Geospatial Workforce Development Pilot Program
Sponsoring University: University of Missouri–St. Louis (UMSL)
College/School: UMSL Geospatial Collaborative
Eligibility: High School Educators (Grades 9–12)
Program Modality: Hybrid (In-person & Virtual)
Program Location: UMSL Campus – 401 Benton Hall, 43 Benton Ct., St. Louis, MO 63121 (GIS Lab)
Parking: Complimentary visitor parking will be available in UMSL Parking Lot Q, located in front of Benton Hall.
Program Date: April 10, 2026
Program Time: 9:00 – 1:00 pm (Lunch will be provided)
Application Deadline: April 3, 2026
Have a Question? Please Contact:
Professor Gizelle Cota: cotag@umsl.edu
Mr. Frank Romo: contact@frankromo.com
This professional learning workshop is the third and culminating session in a three-part series designed to prepare high school educators to implement Geographic Information Systems (GIS) in classroom lessons. Building on the foundational concepts of Workshop 1 and the technical skill development in Workshop 2, this session focuses on practical classroom integration, lesson planning, and student-centered project design.

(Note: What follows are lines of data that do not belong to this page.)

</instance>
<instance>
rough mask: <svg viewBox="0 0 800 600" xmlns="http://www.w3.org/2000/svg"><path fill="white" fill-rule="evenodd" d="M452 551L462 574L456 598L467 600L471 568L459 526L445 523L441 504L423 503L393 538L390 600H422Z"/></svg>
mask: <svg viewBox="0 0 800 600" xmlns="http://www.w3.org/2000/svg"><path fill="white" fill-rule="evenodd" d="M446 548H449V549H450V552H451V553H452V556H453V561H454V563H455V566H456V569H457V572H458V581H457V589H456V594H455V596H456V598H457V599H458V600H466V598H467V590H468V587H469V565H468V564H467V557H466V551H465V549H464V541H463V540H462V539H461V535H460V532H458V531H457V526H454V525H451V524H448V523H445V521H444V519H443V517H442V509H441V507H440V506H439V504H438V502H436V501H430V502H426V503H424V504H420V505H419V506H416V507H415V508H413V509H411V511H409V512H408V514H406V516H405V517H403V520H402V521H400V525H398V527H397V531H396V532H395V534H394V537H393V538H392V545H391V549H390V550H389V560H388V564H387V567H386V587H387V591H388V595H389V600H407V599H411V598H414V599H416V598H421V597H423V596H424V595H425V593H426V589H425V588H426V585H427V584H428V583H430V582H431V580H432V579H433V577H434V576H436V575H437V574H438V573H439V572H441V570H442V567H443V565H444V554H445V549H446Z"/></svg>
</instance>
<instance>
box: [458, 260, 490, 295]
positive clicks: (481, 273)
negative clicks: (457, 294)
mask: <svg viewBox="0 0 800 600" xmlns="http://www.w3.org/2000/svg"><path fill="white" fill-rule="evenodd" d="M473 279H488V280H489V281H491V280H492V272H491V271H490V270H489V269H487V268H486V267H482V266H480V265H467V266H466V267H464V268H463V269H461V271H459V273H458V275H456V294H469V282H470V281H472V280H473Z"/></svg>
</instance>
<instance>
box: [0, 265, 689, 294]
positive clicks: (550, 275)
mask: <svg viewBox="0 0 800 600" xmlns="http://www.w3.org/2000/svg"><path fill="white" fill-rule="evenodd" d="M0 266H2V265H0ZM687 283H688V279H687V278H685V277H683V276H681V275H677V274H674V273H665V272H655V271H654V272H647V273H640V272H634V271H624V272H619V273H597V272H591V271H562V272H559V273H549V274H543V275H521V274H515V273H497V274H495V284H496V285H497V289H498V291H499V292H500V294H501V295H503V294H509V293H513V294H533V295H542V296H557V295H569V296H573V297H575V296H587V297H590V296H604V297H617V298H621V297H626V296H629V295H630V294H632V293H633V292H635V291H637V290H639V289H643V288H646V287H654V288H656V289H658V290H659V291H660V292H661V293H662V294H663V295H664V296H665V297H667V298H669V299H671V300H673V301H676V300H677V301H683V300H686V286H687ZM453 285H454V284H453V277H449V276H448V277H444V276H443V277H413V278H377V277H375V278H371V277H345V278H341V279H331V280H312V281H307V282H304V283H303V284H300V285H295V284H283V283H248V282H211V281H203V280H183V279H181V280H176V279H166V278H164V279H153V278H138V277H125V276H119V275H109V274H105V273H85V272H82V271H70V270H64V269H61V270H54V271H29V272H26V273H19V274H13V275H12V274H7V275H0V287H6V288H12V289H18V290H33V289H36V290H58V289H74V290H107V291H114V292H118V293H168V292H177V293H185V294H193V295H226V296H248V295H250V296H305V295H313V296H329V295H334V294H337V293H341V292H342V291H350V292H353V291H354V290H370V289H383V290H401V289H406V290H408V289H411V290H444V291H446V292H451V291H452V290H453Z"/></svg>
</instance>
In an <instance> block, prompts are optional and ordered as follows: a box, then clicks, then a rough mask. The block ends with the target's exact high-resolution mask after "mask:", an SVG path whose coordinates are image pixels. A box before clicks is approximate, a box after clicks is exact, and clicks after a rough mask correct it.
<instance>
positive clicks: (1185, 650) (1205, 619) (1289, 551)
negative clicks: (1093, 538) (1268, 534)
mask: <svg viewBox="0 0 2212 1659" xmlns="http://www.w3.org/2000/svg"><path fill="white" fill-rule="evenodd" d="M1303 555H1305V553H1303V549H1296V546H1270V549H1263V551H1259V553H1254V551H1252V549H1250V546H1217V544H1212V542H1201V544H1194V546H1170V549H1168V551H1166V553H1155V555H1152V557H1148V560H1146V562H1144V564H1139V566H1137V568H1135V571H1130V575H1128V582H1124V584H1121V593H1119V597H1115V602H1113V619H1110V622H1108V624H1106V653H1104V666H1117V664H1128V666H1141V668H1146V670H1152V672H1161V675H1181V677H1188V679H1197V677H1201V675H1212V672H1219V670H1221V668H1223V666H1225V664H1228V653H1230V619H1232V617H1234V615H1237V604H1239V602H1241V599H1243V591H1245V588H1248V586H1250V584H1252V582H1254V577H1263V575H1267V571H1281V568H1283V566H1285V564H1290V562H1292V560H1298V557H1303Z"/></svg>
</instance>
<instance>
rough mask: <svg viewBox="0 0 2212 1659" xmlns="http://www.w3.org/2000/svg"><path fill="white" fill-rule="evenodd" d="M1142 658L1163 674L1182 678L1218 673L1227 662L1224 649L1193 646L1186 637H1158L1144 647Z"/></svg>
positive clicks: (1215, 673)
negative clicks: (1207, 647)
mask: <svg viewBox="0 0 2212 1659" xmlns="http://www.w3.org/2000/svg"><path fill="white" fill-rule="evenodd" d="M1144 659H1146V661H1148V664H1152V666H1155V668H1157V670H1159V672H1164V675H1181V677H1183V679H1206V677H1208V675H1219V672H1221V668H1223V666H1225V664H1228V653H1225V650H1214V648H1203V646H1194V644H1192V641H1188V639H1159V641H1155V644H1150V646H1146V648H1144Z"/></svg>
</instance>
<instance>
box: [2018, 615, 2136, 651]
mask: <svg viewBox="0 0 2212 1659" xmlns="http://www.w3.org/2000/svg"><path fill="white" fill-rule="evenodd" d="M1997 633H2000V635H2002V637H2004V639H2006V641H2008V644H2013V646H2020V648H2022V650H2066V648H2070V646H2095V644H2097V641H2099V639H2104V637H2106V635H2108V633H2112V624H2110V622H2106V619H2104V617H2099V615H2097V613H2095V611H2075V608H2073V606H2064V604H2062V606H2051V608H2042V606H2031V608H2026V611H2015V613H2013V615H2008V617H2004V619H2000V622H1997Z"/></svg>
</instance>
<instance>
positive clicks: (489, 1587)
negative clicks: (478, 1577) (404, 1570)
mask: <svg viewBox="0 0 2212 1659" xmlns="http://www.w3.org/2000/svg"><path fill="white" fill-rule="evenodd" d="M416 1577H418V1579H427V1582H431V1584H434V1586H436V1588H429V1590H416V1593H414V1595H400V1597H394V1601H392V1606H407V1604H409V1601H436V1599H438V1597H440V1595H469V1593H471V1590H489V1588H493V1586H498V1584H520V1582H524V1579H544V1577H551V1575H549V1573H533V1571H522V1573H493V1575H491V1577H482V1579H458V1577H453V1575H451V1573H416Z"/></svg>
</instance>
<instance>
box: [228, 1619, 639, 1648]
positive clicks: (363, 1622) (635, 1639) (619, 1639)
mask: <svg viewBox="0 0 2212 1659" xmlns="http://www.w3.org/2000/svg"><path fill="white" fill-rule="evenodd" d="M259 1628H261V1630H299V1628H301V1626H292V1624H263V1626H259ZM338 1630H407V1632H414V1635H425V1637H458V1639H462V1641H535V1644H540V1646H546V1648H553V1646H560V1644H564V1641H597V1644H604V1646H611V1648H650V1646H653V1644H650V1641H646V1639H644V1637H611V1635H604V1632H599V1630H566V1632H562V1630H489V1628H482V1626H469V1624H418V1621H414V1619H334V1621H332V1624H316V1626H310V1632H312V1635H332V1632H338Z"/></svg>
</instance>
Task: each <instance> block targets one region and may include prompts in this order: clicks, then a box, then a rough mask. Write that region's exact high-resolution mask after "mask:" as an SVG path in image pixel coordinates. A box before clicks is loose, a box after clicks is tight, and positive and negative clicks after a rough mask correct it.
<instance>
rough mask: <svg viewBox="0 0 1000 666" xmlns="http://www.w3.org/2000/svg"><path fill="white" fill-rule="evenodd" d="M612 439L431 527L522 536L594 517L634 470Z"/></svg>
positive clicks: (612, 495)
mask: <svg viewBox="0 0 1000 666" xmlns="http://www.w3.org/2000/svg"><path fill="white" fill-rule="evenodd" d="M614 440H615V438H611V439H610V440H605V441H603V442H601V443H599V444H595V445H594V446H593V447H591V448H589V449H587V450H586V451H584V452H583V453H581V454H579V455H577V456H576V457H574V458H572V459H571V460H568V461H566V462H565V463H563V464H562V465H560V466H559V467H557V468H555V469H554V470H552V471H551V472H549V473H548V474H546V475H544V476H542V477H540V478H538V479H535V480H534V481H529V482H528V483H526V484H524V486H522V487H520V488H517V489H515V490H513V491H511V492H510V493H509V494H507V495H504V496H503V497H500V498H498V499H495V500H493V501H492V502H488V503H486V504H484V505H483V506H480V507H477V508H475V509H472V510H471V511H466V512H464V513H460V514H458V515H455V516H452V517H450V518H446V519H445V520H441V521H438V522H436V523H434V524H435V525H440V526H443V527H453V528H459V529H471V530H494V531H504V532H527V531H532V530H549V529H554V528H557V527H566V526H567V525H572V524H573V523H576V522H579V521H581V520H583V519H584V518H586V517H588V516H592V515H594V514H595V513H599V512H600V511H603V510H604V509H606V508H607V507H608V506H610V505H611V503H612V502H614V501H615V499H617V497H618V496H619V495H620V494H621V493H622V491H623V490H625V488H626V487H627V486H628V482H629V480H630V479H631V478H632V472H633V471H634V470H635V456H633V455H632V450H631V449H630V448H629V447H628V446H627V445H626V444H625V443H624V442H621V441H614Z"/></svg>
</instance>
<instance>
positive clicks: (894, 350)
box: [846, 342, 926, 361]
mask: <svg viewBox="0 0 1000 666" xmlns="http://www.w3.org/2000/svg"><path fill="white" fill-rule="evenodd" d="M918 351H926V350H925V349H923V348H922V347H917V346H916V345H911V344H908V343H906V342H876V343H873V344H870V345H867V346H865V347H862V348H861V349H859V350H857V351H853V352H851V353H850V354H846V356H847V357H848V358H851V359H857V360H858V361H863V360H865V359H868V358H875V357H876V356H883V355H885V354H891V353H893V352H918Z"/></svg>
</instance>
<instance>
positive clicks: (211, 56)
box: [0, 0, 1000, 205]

Educators will strengthen their ability to translate GIS tools into structured learning experiences that guide students through simplified research cycles—identifying a geospatial problem, developing a research question, locating quality data, building and analyzing maps, and presenting findings using digital storytelling and web applications.
- Reinforce key ArcGIS Online concepts and how ArcGIS Online and ArcGIS Pro function together within a complete GIS workflow.
- Introduce a simplified student project framework aligned to inquiry-based learning and real-world problem solving.
- Develop educator capacity to design GIS lessons and projects that are practical, scalable, and adaptable across subject areas.
- Apply strategies for guiding students through research cycles: question development, data sourcing, mapping, analysis, and interpretation.
- Use interactive tools (e.g., ArcGIS StoryMaps, ArcGIS Online Web Apps, Google My Maps, National Geographic MapMaker) to support student final products.
- Strengthen implementation readiness through classroom management strategies, peer collaboration, and access to ongoing support resources.
Session 1 – Review: Core GIS Tools for Classroom Implementation
Session 2 – Design: Student GIS Projects (From Question to Map)
Session 4 – Plan: Collaborative Lesson Planning & Curriculum Integration
- Structured review of ArcGIS Online principles (web maps, layers, spatial analysis, and digital applications) and how ArcGIS Online and ArcGIS Pro connect within an end-to-end workflow to support instructional goals.
Session 2 – Design: Student GIS Projects (From Question to Map)
- A simplified project framework mirroring a real-world research cycle: identifying a geographic issue, defining a research question, locating and evaluating data sources, building maps, and interpreting spatial patterns to support inquiry-based learning.
- How platforms such as ArcGIS Online Web Apps, StoryMaps, Google My Maps, and National Geographic MapMaker can turn student maps into interactive presentations and digital storytelling products, review of sample classroom projects.
Session 4 – Plan: Collaborative Lesson Planning & Curriculum Integration
- Guided planning time with templates and structured support. Educators design classroom-ready lessons/projects that can scale from single-day activities to extended projects; peer discussion for idea refinement, resource sharing, and interdisciplinary collaboration.
- Discussion of project timelines and course structure, addressing technical concerns, and strategies for managing multi-week projects while maintaining student engagement during research and revision cycles.
- Overview of instructional materials, online resources, professional learning opportunities, educator networks, and follow-up support to sustain implementation.
- Participants reflect on lesson plans, set realistic timelines, identify anticipated challenges, and commit to immediate next steps. Facilitators highlight mentorship opportunities and targeted technical support for continued growth.
- A clear framework for integrating GIS tools into curriculum and designing engaging lessons that connect to real-world issues.
- Practical lesson plans and project ideas that align to inquiry-based learning and student-centered, project-based instruction.
- Improved confidence guiding students through a multi-step geospatial research cycle (question → data → map → analysis → presentation).
- Hands-on familiarity with tools for student final products (StoryMaps, web apps, and other interactive platforms).
- Implementation strategies to manage timelines, maintain engagement, and address common classroom technical challenges.
- Connection to ongoing support resources and educator networks to sustain GIS instruction beyond the workshop.